Forse tenuta a freno dall’etichetta rapper?

«Il rap è sempre il genere prediletto, stavolta mi sentivo pronto a spaziare in altri».

Qualcuno dirà: Anastasio ha virato verso il pop.

«Non sarebbe mica una colpa. Potrei rimproverarmi se smettessi d’essere me stesso. Su altri dieci dischi come questo metterei la firma».

“Assurdo”, “Magari”, “E invece”: c’è un’aria ottimista, propositiva in questi brani. Dov’è finita l’apocalisse evocata dall’Anastasio degli esordi?

«Non si può vivere da eterni disperati, bisogna anche trovare una ragione per alzarsi al mattino e una per andare a letto sereni la sera. Ma l’apocalisse, quella c’è sempre».

Infatti si torna a uno sguardo inquietante sulla realtà in “Babele”: bla-bla-bla ma non ci capiamo.

«Comunicare è sempre più difficile, come se parlassimo lingue intraducibili. La parola è una formula magica: se la svuoti da quella, è uno strumento imperfetto».

In “Simbolismo” c’è un chiaro riferimento a Cristo.

«Quella delle religioni è invece una parola ancora potente.

Penso alla Bibbia. Mi piace giocare coi simboli del divino. E anche se non sono praticante, ho una mia spiritualità».

Ne «L’impero che muore» la riflessione è sul potere.

«Un potere svuotato ormai, senza regno, re, esercito. La folla dà l’assalto al castello ma non trova più nessuno. La parabola di questo Paese, con una politica senza più volto, nome, progetto. Una mutazione che mi fa ribrezzo».

Ad ascoltare “Dea dai due volti” l’amore è beatitudine e dannazione. Beato o dannato, per adesso?

«Mi sono ispirato a Jeanne Duvall, la musa di Baudelaire, divinità e demone. Io? Sempre dannato. Magari arrivasse la beatitudine, ma bisogna lavorarci».

Tornerebbe a Sanremo in gara?

«Se avessi un buon pezzo, perché no?».

Consiglierebbe a un giovane agli esordi di tentare la strada del talent come ha fatto lei con “X Factor”?

«Sì. È lì che mi sono fatto le ossa come performer, che ho imparato ad affrontare non solo il palco ma anche l’obiettivo della telecamera».

Eppure lei è l’ultimo ad avere avuto successo tra quelli che hanno vinto in questi ultimi anni. Forse c’è qualcosa da cambiare nella formula?

«Probabilmente i talent hanno perso un po’ di vista il loro obiettivo, sono diventati macchine di promozione».
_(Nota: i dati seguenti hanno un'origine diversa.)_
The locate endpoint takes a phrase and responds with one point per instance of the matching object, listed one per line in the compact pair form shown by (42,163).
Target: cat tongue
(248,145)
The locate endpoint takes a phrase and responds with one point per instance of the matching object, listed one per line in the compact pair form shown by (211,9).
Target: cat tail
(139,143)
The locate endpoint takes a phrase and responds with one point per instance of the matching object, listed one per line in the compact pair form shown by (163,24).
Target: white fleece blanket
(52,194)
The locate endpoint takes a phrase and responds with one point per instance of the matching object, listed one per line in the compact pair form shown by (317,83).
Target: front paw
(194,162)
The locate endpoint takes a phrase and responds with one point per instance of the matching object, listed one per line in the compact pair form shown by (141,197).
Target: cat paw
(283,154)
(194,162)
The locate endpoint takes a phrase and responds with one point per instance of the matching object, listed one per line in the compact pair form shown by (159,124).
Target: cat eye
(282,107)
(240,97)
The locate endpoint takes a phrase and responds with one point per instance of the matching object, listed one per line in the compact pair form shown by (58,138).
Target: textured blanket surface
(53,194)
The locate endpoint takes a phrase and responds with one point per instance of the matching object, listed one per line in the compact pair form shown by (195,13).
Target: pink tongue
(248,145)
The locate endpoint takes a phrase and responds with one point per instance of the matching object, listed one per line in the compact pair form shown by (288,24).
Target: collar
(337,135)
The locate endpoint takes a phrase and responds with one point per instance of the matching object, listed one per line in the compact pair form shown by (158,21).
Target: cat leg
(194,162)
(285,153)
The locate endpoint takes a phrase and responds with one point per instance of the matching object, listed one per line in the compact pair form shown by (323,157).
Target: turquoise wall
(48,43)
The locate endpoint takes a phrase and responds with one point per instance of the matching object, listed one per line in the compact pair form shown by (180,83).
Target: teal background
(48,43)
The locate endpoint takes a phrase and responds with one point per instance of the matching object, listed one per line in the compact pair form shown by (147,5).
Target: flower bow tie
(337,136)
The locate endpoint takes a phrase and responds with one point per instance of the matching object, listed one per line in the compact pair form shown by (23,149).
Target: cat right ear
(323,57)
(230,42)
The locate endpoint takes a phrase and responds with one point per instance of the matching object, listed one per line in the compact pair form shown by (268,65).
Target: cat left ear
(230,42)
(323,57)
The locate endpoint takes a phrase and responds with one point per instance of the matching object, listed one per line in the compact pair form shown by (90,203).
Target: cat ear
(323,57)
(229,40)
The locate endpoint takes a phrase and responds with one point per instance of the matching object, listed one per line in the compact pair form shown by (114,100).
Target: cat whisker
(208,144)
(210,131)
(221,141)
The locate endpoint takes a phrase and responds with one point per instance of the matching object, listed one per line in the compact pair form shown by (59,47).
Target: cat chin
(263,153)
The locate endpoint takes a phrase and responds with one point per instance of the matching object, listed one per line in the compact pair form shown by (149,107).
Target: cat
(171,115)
Per tutto aprile sarà in tour: partirà il 6 dall'Estragon di Bologna, poi a Firenze, Milano, Torino, Padova, Trento, Napoli e Roma (29 e 30 allo Spazio Rossellini). Contento di tornare ai live?

«Non vedo l’ora. Ho bisogno di recuperare il contatto con la gente, di sentire il fiato delle persone sotto il palco. Questi due anni di silenzio sono stati davvero brutti».

Il rapporto coi fans?

«Semplice, naturale: perché non ho schermi, sono solo me stesso».